Vijf tellen inademen…. Tien tellen uitademen…Vijf in…Tien uit…
Ik moet kalmer worden, rustiger. Hét moment is aangekomen. Mijn moment.
“Un, deux , troix! Grand battement! En opnieuw! Un, deux, trois, grand battement! Komaan meisjes, we stoppen niet tot iedereen het perfect doet!”
Ik zweet en mijn lijf doet pijn.
“Deze pijn is fijn!” roept madame Jacqueline, alsof ze mijn gedachten leest.
Madame is al sinds ik begon bij de balletschool mijn lerares. Ze pikt de meest getalenteerde kinderen uit en maakt er haar levensdoel van deze ‘gelukzakken’ te infecteren met het balletvirus.
Ik kijk de zaal rond en zoek de blik van Hanne. Ik zie dat dat ze ook zweet. Ze lijkt weer last te hebben van haar enkel. Een verkeerd uitgevoerde grand jeté enkele weken geleden…
Haar ogen vinden de mijne en ik voel een steek in mijn hart. Ze houdt zich sterk maar ik zie dat ze veel pijn lijdt.
De spanning is te snijden. Alle lessen staan in het teken van het grote recital morgen. Er wordt gefluisterd dat er zelfs een talentscout van Het Ballet van Vlaanderen in de zaal zal zitten. Madame duldt geen fouten en drilt ons met ijzeren hand.
“Nόg een keer!” klinkt het onverbiddelijk. Ik doe mijn ogen toe en ga tot het uiterste.
Na de les zitten Hanne en ik als laatsten nog in de kleedkamer. Haar schouders hangen, ze staart naar een punt op de grond.
“Het gaat me niet lukken Emma,” fluistert ze.
Ik ga naast haar zitten.
“Ik geloof in jou,” zeg ik, en ik leg mijn arm om haar heen.
Hanne laat haar hoofd rusten op mijn schouder.
“Dat weet ik.”
Zo blijven we in stilte een hele tijd zitten.
Wanneer ik ’s avonds in bed lig, kan ik de slaap moeilijk vatten. Ik maak me zorgen.
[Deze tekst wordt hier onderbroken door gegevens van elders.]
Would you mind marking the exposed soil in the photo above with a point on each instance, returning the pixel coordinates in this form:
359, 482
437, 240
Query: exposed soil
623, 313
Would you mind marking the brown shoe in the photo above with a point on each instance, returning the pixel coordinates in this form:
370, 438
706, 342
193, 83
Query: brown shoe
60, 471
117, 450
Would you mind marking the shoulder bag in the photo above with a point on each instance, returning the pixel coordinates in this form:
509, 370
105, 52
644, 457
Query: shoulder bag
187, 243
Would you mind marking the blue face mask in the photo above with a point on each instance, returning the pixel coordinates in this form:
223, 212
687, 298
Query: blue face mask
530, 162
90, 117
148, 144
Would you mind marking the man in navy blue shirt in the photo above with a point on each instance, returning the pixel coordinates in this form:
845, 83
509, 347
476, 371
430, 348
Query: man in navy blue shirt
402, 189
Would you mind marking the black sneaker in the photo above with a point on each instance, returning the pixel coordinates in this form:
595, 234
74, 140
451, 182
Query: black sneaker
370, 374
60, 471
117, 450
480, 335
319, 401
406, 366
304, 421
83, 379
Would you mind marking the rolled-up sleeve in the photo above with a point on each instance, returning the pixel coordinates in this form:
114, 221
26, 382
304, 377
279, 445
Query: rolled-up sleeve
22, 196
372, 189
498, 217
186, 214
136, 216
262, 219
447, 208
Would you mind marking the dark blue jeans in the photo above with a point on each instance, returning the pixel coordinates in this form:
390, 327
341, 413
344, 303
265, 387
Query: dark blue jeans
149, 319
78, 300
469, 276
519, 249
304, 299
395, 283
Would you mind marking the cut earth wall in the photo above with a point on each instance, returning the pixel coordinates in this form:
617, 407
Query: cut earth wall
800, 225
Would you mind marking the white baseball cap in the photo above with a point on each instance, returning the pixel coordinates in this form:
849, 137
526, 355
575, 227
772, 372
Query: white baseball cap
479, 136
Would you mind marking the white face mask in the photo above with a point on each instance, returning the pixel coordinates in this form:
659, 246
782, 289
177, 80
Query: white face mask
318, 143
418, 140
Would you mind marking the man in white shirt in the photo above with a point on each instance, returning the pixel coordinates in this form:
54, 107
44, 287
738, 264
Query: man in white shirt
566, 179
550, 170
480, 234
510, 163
Morgen is de grote dag. Zal mijn leven morgen veranderen? Zal mijn fantasie uitkomen? Of lig ik hier morgenavond als een mislukking? Ik ben zenuwachtig, bang zelfs. Het duurt lang eer ik de slaap kan vatten.
Na een korte, onrustige nacht sta ik ongeduldig te trappelen in de coulissen. Volledig opgemaakt, tutu en pointes aangetrokken.
Ik ben doodmoe maar ik voel het niet, de adrenaline raast door mijn lijf. Waar is Hanne? Ik zie haar niet meteen en voel paniek opborrelen.
Wanneer ik haar uiteindelijk toch ontdek in de massa ballerina’s maakt mijn hart een sprongetje.
Ik wring me een weg naar haar toe.
Vijf tellen inademen…. Tien tellen uitademen…Vijf in…Tien uit…
Ik neem haar beide handen vast en kijk in haar ogen.
Ik moet kalmer worden, rustiger. Hét moment is aangebroken. Mijn moment.
“Hanne,” begin ik, vastbesloten het point of no return over te steken, “Ik denk dat ik van jou hou.”